Reduction in receptive field size of macaque MT neurons in the presence of visual noise.

The visual system faces a trade-off between increased spatial integration of disparate local signals and improved spatial resolution to filter out irrelevant noise. Increased spatial integration is beneficial when signals are weak, whereas increased spatial resolution is particularly beneficial when focusing on a small object in a cluttered natural scene. The receptive field (RF) size of visual cortical neurons can be modulated depending on various factors such as sensory context, allowing adaptive integration of sensory signals. In this study, we explored the spatial integration properties of neurons in macaque middle temporal visual area (MT). We hypothesized that spatial resolution would increase when high-contrast noise was presented simultaneously with a visual stimulus, enabling focus on a small object in a cluttered scene.
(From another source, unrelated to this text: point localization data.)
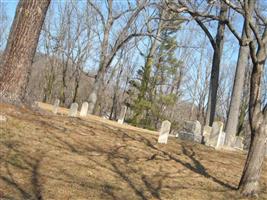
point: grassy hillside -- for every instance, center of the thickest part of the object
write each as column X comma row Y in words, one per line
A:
column 43, row 156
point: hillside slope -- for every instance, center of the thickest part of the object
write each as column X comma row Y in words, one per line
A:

To test this hypothesis, we mapped the RFs of MT neurons of two fixating monkeys in a 5 × 5 grid manner using a small patch of random-dot motion. To examine the effects of noise on RF profile, a dynamic noise (0% coherence dots) of varying diameter was concurrently presented at the RF center. We found that RF size decreased when noise diameter increased. Analyses based on the response normalization model and area summation provided evidence for the potential contribution of spatial summation properties within the RF and surround suppression to the apparent contraction of RF size. Our results suggest that MT neurons integrate smaller regions of motion signals when signals are embedded in noise, an efficient strategy to filter out surrounding noise.